Lincolnshire public works presents plan to maintain infrastructure
Lincolnshire is trying to find ways to pay a long list of capital projects, including major road repairs. Public work employees Roland Bibat (left) and Frankie Martin repair potholes in the corporate park. | Joe Cyganowski-For Sun-Times Media
Updated: May 13, 2013 2:11AM
LINCOLNSHIRE — The dirt in your front yard is eating the pipes under your house. The problem gets worse: Once your dirt eats a hole into your pipe, it isn’t going to eat the greaseballs that are building up from what you wash down those pipes.
Public works infrastructure may not be as boring as many believe — but it may be more expensive than most imagine. In Lincolnshire, public works officials have prepared a long list, divided into four categories, of age-related needs that Village Hall will need to find a way to address soon.

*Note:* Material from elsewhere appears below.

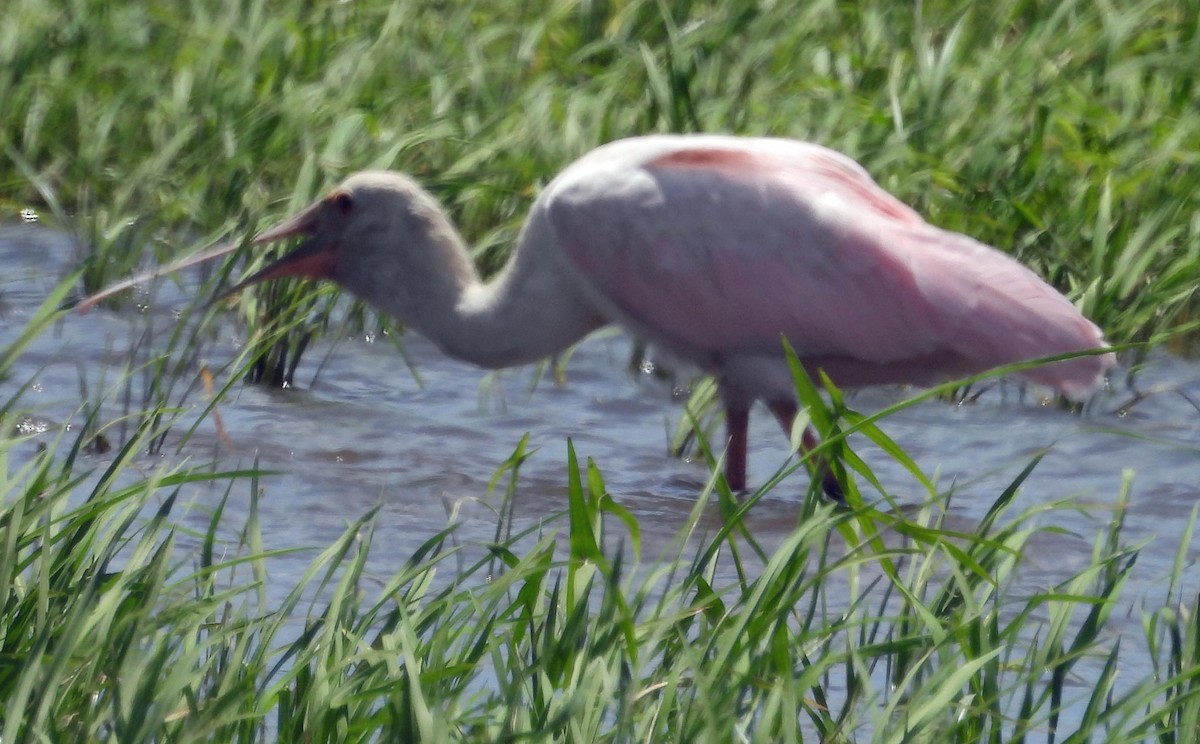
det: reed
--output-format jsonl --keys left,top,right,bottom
{"left": 1, "top": 0, "right": 1198, "bottom": 740}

“We’re moving from the phase where we had the new house, with the infrastructure, to the phase where we need to look at how we’re going to maintain it,” Public Works Director Jennifer Hughes said. “Don’t get lost in the details.”

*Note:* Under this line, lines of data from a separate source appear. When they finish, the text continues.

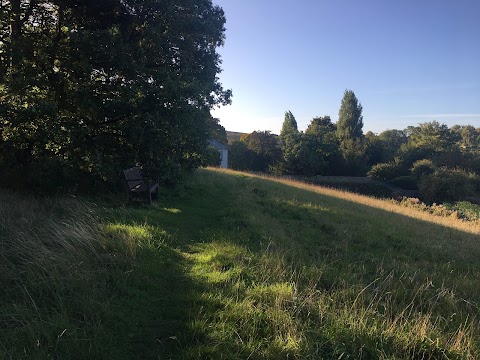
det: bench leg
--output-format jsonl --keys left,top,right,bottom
{"left": 148, "top": 191, "right": 152, "bottom": 205}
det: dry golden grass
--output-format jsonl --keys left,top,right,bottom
{"left": 210, "top": 167, "right": 480, "bottom": 235}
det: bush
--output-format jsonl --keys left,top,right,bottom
{"left": 367, "top": 161, "right": 408, "bottom": 180}
{"left": 410, "top": 159, "right": 436, "bottom": 180}
{"left": 419, "top": 169, "right": 474, "bottom": 203}
{"left": 204, "top": 146, "right": 221, "bottom": 167}
{"left": 390, "top": 176, "right": 418, "bottom": 190}
{"left": 446, "top": 201, "right": 480, "bottom": 222}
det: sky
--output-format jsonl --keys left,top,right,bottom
{"left": 210, "top": 0, "right": 480, "bottom": 135}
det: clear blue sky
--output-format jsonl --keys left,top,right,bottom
{"left": 211, "top": 0, "right": 480, "bottom": 135}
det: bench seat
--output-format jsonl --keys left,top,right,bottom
{"left": 123, "top": 167, "right": 159, "bottom": 204}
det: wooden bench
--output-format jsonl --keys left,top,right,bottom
{"left": 123, "top": 167, "right": 159, "bottom": 205}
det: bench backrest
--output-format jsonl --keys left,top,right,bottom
{"left": 123, "top": 167, "right": 143, "bottom": 190}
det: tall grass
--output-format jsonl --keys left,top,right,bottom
{"left": 0, "top": 191, "right": 108, "bottom": 358}
{"left": 2, "top": 169, "right": 480, "bottom": 359}
{"left": 213, "top": 168, "right": 480, "bottom": 234}
{"left": 183, "top": 169, "right": 480, "bottom": 359}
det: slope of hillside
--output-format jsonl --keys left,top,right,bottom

Hughes and Rob Horne, engineering supervisor, are sharing those details with the Village Board, and waiting to see what kind of funding they will get back for the solutions. They brought forth a five-year agenda for capital improvements in four of Lincolnshire’s vital systems: sanitary sewers, water mains, village-owned roads and storm sewers.
At a Village Board meeting, Horne and Hughes showed the trustees some of the hassles, and expenses, that come with owning a city that is beginning to show its first signs of age.

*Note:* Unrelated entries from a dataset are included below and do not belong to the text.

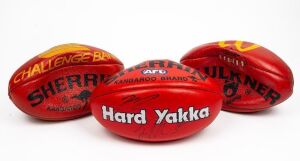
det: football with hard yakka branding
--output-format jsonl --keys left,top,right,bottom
{"left": 89, "top": 60, "right": 223, "bottom": 142}
{"left": 180, "top": 40, "right": 294, "bottom": 112}
{"left": 8, "top": 43, "right": 124, "bottom": 121}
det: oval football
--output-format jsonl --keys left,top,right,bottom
{"left": 180, "top": 40, "right": 294, "bottom": 112}
{"left": 9, "top": 43, "right": 124, "bottom": 120}
{"left": 90, "top": 59, "right": 222, "bottom": 142}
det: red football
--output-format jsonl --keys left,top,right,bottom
{"left": 90, "top": 60, "right": 222, "bottom": 142}
{"left": 9, "top": 43, "right": 124, "bottom": 120}
{"left": 180, "top": 40, "right": 294, "bottom": 112}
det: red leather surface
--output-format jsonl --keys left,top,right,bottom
{"left": 9, "top": 44, "right": 124, "bottom": 120}
{"left": 180, "top": 41, "right": 294, "bottom": 112}
{"left": 90, "top": 60, "right": 223, "bottom": 142}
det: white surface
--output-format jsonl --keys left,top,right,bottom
{"left": 1, "top": 0, "right": 299, "bottom": 161}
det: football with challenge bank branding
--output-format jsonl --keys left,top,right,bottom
{"left": 8, "top": 43, "right": 124, "bottom": 120}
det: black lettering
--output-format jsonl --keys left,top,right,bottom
{"left": 66, "top": 75, "right": 82, "bottom": 89}
{"left": 84, "top": 74, "right": 98, "bottom": 87}
{"left": 27, "top": 89, "right": 44, "bottom": 107}
{"left": 190, "top": 69, "right": 207, "bottom": 81}
{"left": 117, "top": 70, "right": 125, "bottom": 77}
{"left": 184, "top": 66, "right": 191, "bottom": 73}
{"left": 224, "top": 81, "right": 239, "bottom": 97}
{"left": 134, "top": 62, "right": 148, "bottom": 70}
{"left": 205, "top": 66, "right": 217, "bottom": 78}
{"left": 127, "top": 67, "right": 135, "bottom": 72}
{"left": 41, "top": 82, "right": 56, "bottom": 98}
{"left": 244, "top": 75, "right": 257, "bottom": 90}
{"left": 167, "top": 61, "right": 182, "bottom": 69}
{"left": 256, "top": 83, "right": 268, "bottom": 96}
{"left": 148, "top": 60, "right": 165, "bottom": 68}
{"left": 219, "top": 67, "right": 228, "bottom": 79}
{"left": 99, "top": 74, "right": 108, "bottom": 83}
{"left": 105, "top": 74, "right": 119, "bottom": 85}
{"left": 229, "top": 71, "right": 242, "bottom": 83}
{"left": 54, "top": 77, "right": 67, "bottom": 93}
{"left": 264, "top": 89, "right": 281, "bottom": 104}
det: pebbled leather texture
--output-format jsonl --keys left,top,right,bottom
{"left": 90, "top": 59, "right": 223, "bottom": 142}
{"left": 180, "top": 40, "right": 294, "bottom": 112}
{"left": 8, "top": 43, "right": 124, "bottom": 120}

“I think we all knew this was coming,” trustee Liz Brandt said.
“That’s why we’ve been saving all these years,” trustee David Saltiel followed.
The board listened, but a course of action is at least weeks off. In the meantime, Horne and Hughes said the time to start digging is approaching, because state funding is dwindling.
• Roads: Lincolnshire maintains 40 miles of streets — 12 of which were built in the 1960s, 9.5 in the ‘70s. Horne said he expected a 17 percent drop in state funding for road repair in the near future.
“Based on what I’ve heard from other communities, this is an excellent road system,” and Horne said Lincolnshire drivers were going to continue to expect excellence, even as the asphalt and rock foundations under them wear down.
Regarding underground pipes, Lincolnshire’s dirt is highly acidic, and it eats holes into pipes. Horne said corrosion has begun to cause water main breaks, and the village now requires all new pipes to be lined with a wrapping that slows the hungry horticulture.
But inside the sanitary sewer pipes, there is another problem building up: build-up. With decades of use, some of the tubes that take Lincolnshire’s wastewater away are filling up with “greaseballs” of household cleaning agents, cooking grease and all kinds of other gunk.
Horne described the mess as looking and feeling like tofu — but it can cut a sewer’s capacity in half, and there is no way of telling exactly where it is. Unless, of course, someone digs in and drops what is essentially a remote-controlled car with a light and a camera to show crews what is in the otherwise dark pipes.
“We can clean half the village in a year,” Horne said,” but that’s going to cost a lot of money.”
Hughes said modern technology is making it easier to find the portions of a road that need the most work and the portions of pipe that are the most endangered — but the need to dig and save the infrastructure from the threats atop, around and within it will never go away.
“We’re looking at the skin and saying ‘OK, your skin looks great, you must be healthy,” she said. “We’re trying to take a more scientific approach to this whole project.”